We currently have a high base interest rate set by the fed. The country can fight deflation easily by cutting the rate from its 5 base points, which will increase lending and spending
This shouldn't be an issue now.
Line go up….this quarter, or else.
You'd think it would help consumers consume, but if deflation is too steep and too extended people start rationing as much as they can because they don't want to look like an idiot for buying that gallon of milk this week instead of next when it'll cost half as much.
Yes, I'll skip eating this week to save $50
OR, hear me out, I'll just spend the money because I'm hungry
Traditional economic theory- yes. Hence why deflation can cause such issues.
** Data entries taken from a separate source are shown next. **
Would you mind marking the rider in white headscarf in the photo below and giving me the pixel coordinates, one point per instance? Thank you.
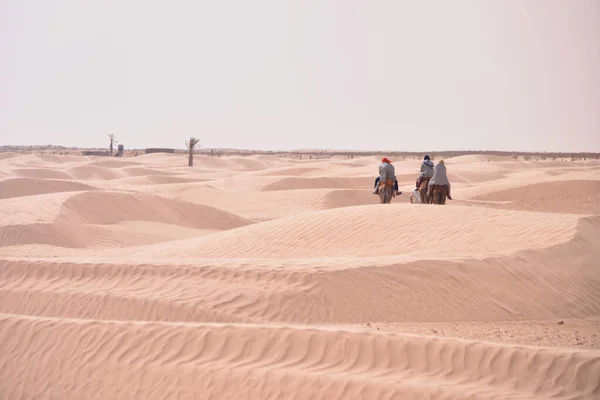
(440, 177)
(426, 170)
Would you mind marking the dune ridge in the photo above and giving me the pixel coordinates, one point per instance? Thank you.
(262, 277)
(144, 359)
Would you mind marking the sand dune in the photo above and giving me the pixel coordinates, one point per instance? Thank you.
(93, 172)
(262, 277)
(19, 187)
(77, 223)
(41, 173)
(368, 231)
(147, 360)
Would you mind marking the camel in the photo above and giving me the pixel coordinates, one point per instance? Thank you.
(439, 185)
(386, 191)
(437, 194)
(423, 186)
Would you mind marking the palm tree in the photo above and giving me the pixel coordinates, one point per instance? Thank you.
(191, 146)
(111, 136)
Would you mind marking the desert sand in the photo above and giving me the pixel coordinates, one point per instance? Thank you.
(258, 277)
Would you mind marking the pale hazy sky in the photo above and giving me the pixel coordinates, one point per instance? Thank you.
(276, 74)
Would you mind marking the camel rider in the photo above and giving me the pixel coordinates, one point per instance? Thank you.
(440, 178)
(386, 171)
(426, 170)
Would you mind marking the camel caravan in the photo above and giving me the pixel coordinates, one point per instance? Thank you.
(432, 186)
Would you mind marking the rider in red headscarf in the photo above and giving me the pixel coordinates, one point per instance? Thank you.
(385, 161)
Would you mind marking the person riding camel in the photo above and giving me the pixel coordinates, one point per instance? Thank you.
(386, 171)
(426, 170)
(440, 178)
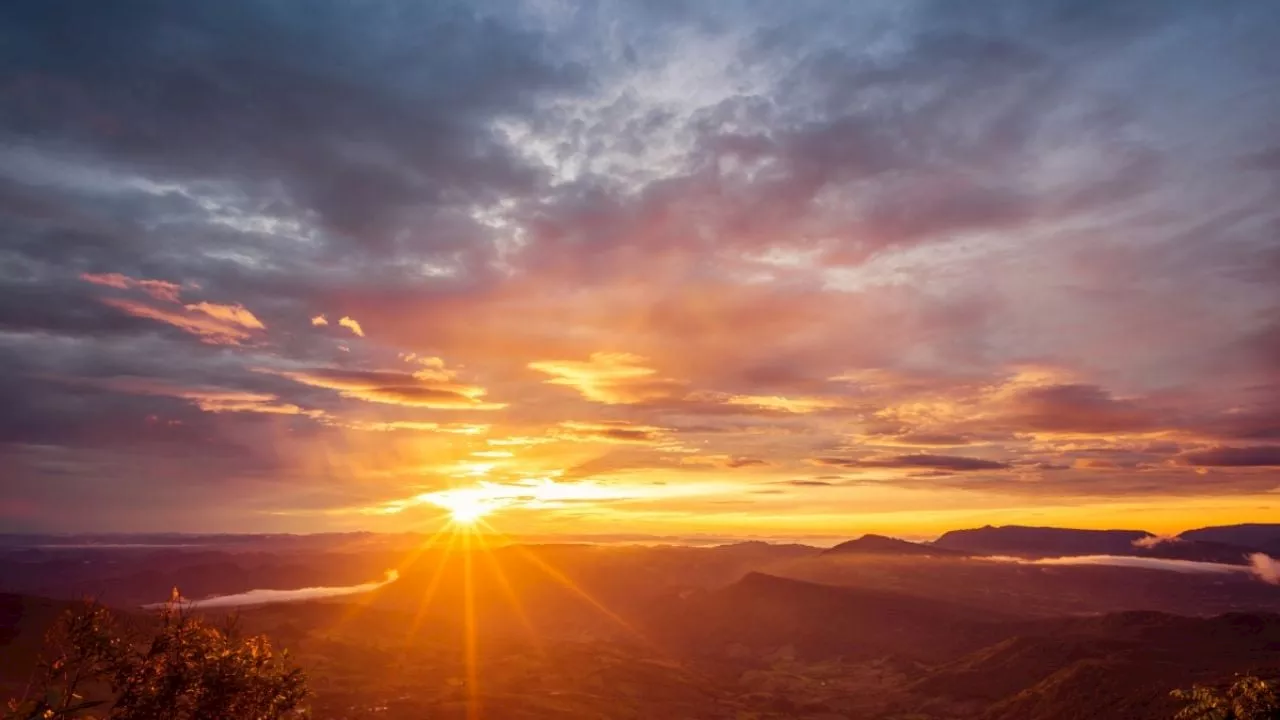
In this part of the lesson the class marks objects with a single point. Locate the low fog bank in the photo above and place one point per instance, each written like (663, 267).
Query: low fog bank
(1261, 566)
(265, 596)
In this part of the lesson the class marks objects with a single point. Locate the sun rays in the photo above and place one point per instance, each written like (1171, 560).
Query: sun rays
(462, 577)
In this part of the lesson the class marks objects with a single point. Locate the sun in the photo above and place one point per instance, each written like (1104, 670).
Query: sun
(469, 511)
(466, 507)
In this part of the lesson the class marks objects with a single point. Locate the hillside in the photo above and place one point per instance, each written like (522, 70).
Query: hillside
(1119, 666)
(881, 545)
(762, 614)
(1045, 542)
(1262, 536)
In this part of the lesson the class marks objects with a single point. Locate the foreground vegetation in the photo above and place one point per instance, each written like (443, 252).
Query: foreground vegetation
(181, 668)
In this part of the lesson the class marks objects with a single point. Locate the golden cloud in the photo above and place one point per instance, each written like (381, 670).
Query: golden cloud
(210, 329)
(160, 290)
(615, 432)
(393, 388)
(210, 400)
(613, 378)
(795, 405)
(233, 314)
(351, 324)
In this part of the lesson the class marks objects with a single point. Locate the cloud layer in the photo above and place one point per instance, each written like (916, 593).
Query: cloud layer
(877, 265)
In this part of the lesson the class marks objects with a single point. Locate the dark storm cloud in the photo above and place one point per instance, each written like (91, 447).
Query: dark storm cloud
(1255, 456)
(1041, 229)
(355, 112)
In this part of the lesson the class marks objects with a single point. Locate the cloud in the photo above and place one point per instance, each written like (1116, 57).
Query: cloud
(1266, 568)
(849, 231)
(1129, 561)
(272, 596)
(725, 461)
(613, 378)
(393, 388)
(807, 483)
(351, 324)
(232, 314)
(798, 405)
(1221, 456)
(210, 329)
(923, 460)
(160, 290)
(609, 432)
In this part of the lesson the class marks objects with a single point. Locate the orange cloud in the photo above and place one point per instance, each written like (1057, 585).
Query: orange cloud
(723, 461)
(609, 432)
(351, 324)
(412, 425)
(210, 400)
(394, 388)
(236, 314)
(210, 329)
(796, 405)
(160, 290)
(613, 378)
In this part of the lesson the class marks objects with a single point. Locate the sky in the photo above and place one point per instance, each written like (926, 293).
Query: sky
(743, 267)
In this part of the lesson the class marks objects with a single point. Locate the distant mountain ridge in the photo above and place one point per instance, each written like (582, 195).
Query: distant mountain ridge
(883, 545)
(1022, 540)
(1229, 545)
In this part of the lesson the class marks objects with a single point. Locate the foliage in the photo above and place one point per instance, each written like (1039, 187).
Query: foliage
(1247, 698)
(183, 669)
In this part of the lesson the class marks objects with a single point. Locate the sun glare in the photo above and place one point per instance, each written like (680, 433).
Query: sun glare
(466, 506)
(466, 511)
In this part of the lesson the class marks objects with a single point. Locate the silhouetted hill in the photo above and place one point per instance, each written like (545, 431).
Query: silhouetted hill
(763, 614)
(1114, 666)
(1019, 540)
(1198, 551)
(1262, 536)
(881, 545)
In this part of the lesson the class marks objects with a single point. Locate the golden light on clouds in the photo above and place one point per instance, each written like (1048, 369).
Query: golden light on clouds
(612, 378)
(351, 324)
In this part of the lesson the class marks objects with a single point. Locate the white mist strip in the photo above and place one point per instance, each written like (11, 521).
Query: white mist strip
(265, 597)
(1261, 566)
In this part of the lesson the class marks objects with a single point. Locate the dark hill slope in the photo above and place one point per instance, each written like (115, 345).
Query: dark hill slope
(1018, 540)
(764, 613)
(1115, 666)
(881, 545)
(1262, 536)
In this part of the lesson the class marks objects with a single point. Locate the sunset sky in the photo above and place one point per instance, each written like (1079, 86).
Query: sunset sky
(736, 268)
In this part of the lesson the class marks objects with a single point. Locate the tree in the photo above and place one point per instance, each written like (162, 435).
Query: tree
(183, 669)
(1247, 698)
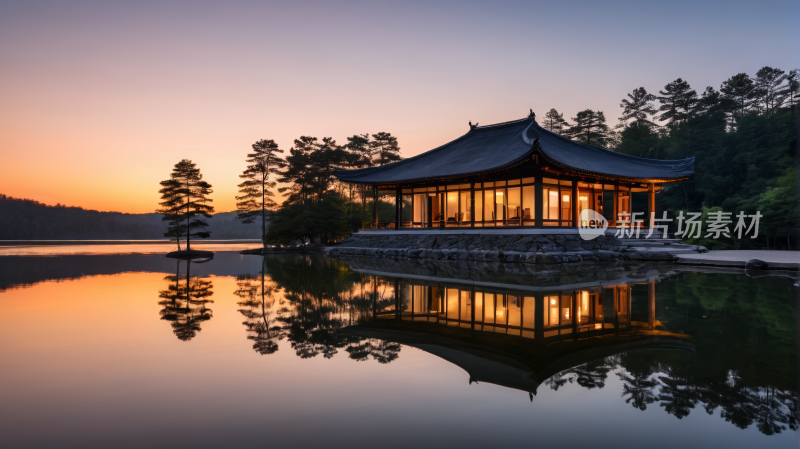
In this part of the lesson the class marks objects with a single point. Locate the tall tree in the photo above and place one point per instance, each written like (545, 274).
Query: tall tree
(191, 194)
(792, 89)
(385, 148)
(296, 174)
(360, 156)
(677, 102)
(554, 122)
(255, 193)
(638, 108)
(741, 90)
(770, 88)
(171, 206)
(590, 128)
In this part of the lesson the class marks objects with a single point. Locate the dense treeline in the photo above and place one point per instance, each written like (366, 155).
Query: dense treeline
(318, 208)
(25, 219)
(743, 136)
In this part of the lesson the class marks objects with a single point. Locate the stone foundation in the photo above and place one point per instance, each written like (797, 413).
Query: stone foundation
(510, 248)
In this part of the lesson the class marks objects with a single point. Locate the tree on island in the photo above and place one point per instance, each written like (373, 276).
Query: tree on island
(255, 199)
(185, 196)
(590, 128)
(170, 208)
(554, 122)
(638, 108)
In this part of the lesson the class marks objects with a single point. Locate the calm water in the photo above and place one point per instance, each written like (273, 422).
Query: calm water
(302, 351)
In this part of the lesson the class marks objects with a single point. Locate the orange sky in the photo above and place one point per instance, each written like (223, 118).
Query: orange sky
(99, 100)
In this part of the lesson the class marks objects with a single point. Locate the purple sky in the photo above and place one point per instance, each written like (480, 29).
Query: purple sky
(102, 98)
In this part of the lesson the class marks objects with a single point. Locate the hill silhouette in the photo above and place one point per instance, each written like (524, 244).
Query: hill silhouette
(27, 219)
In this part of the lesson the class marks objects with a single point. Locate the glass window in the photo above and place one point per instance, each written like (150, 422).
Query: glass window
(466, 206)
(479, 307)
(488, 203)
(488, 308)
(452, 303)
(584, 202)
(551, 204)
(500, 204)
(528, 198)
(452, 208)
(514, 310)
(566, 204)
(479, 205)
(551, 310)
(466, 306)
(421, 208)
(528, 311)
(514, 205)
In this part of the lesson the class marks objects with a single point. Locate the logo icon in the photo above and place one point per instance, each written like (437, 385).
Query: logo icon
(591, 224)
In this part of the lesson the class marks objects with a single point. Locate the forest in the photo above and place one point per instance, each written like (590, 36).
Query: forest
(743, 137)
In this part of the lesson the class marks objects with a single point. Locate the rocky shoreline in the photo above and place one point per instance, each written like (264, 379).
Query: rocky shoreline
(528, 249)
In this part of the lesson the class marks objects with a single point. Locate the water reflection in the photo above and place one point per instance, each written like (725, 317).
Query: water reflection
(675, 341)
(184, 302)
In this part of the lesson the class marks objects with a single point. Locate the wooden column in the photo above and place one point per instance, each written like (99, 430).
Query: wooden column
(538, 317)
(375, 207)
(538, 204)
(575, 305)
(651, 305)
(651, 204)
(574, 205)
(398, 205)
(472, 208)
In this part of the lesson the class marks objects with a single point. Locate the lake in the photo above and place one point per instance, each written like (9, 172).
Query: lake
(113, 347)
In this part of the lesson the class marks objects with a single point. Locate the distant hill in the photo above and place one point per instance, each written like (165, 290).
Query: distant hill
(24, 219)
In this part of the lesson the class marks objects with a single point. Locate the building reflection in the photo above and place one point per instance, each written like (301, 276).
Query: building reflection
(582, 329)
(184, 302)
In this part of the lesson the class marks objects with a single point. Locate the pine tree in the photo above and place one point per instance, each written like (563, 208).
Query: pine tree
(171, 209)
(255, 194)
(770, 89)
(384, 148)
(361, 156)
(741, 89)
(677, 102)
(554, 122)
(296, 173)
(638, 108)
(191, 195)
(590, 128)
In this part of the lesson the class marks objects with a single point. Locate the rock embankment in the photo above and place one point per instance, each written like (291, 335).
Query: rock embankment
(529, 249)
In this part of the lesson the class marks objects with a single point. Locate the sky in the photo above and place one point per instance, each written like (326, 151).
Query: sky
(98, 100)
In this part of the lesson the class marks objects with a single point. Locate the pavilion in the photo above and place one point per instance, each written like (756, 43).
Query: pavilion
(516, 174)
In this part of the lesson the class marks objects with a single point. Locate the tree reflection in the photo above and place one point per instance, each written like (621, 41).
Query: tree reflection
(319, 297)
(259, 308)
(184, 302)
(678, 384)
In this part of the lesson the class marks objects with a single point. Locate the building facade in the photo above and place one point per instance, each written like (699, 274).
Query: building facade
(516, 174)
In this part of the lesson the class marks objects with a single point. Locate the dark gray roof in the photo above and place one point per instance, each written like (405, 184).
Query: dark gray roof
(493, 147)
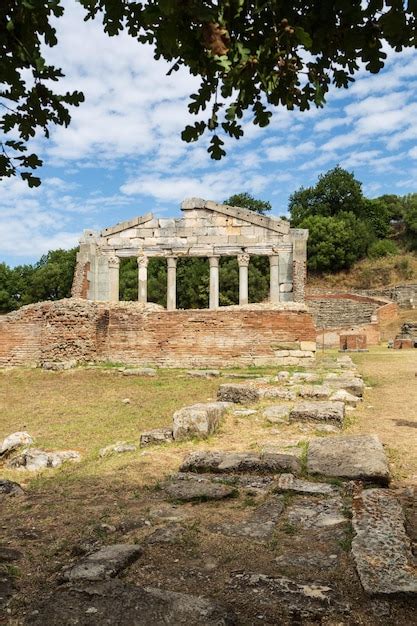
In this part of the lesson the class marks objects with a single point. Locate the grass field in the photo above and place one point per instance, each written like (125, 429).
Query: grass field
(82, 409)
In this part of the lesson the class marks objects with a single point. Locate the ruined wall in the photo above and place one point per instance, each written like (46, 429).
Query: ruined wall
(146, 334)
(337, 314)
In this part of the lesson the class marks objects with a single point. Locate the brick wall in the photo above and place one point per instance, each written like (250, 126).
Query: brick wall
(131, 333)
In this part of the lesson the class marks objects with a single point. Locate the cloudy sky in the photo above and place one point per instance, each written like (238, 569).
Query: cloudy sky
(123, 156)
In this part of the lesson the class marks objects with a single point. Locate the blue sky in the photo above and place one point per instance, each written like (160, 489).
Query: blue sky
(123, 156)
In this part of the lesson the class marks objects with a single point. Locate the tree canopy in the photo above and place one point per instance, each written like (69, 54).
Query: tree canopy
(251, 55)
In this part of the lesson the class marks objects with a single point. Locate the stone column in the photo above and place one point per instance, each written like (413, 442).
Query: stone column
(274, 279)
(243, 260)
(172, 284)
(142, 278)
(214, 282)
(114, 263)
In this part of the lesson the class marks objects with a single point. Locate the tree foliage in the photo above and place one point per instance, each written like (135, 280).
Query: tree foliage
(27, 100)
(250, 55)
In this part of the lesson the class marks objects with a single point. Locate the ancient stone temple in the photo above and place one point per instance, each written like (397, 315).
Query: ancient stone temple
(94, 326)
(206, 230)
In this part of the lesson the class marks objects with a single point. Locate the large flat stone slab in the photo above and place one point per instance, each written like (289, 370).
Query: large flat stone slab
(320, 411)
(119, 604)
(198, 490)
(353, 457)
(381, 547)
(198, 420)
(241, 462)
(104, 563)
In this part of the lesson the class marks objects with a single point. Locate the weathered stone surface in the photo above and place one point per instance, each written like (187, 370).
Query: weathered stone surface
(120, 604)
(204, 373)
(139, 371)
(104, 563)
(33, 459)
(277, 413)
(381, 548)
(260, 524)
(10, 488)
(156, 436)
(198, 490)
(241, 462)
(15, 441)
(288, 482)
(298, 601)
(341, 395)
(317, 513)
(239, 393)
(57, 366)
(318, 392)
(321, 411)
(355, 386)
(269, 393)
(352, 457)
(304, 377)
(198, 420)
(117, 448)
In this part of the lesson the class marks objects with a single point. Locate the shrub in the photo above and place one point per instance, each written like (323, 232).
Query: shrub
(381, 248)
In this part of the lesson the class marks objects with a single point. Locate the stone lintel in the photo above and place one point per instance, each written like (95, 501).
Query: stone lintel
(275, 224)
(136, 221)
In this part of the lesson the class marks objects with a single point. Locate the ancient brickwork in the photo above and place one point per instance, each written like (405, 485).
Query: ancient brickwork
(80, 330)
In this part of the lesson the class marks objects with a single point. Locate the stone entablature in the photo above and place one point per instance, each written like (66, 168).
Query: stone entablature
(207, 230)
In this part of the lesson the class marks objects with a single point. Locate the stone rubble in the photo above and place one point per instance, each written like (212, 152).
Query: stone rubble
(105, 563)
(117, 448)
(381, 548)
(351, 457)
(319, 411)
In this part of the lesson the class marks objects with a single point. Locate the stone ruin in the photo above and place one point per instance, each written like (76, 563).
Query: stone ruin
(206, 230)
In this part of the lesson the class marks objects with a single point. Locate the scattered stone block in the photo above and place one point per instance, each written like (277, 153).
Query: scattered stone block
(156, 437)
(288, 482)
(319, 512)
(204, 373)
(33, 459)
(333, 412)
(198, 420)
(15, 441)
(277, 413)
(355, 386)
(353, 457)
(59, 366)
(317, 392)
(249, 462)
(269, 393)
(244, 412)
(381, 548)
(239, 393)
(139, 371)
(341, 395)
(105, 563)
(117, 448)
(260, 524)
(201, 490)
(122, 603)
(10, 488)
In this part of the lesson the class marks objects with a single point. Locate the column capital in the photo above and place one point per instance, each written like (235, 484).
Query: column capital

However, there is also a significant part of consumption that you will make regardless of price, because the alternative is death. (C0 and C1 for anyone who took first year).
The problem is prices grew soo much our entire spending is now limited to essentials (c0), and even if I knew it would be cheaper next week im only getting it because I need it now.
Why would the price of milk drop by half? I've seen the price of eggs drop by half, but only after they rapidly jacked it up 6x and the price drop didn't only take a week to happen. Regardless, if people are not going to be kicking themselves because they could've saved $2 if they bought a week later. It's the collective raising of prices of almost everything altogether that is destructive.
This is an over-simplification, but consider this:
A farm has to sell their produce/livestock below their cost-price, because demand has dropped and the resulting over-supply has caused a race to the bottom as producers try to recoup as must value as possible.
This leads to less funds available to produce the next round of crops (further negatively impacted by economies of scale), cover operating expenses and pay staff wages.
People lose their jobs and livelihoods, causing a negative feedback loop resulting in less demand overall.. repeating the cycle. The Great Depression of a century ago was an example of a similar scenario.
How's this for an over simplification: we should find the guy who got the big bag of money that started the whole thing open that bag.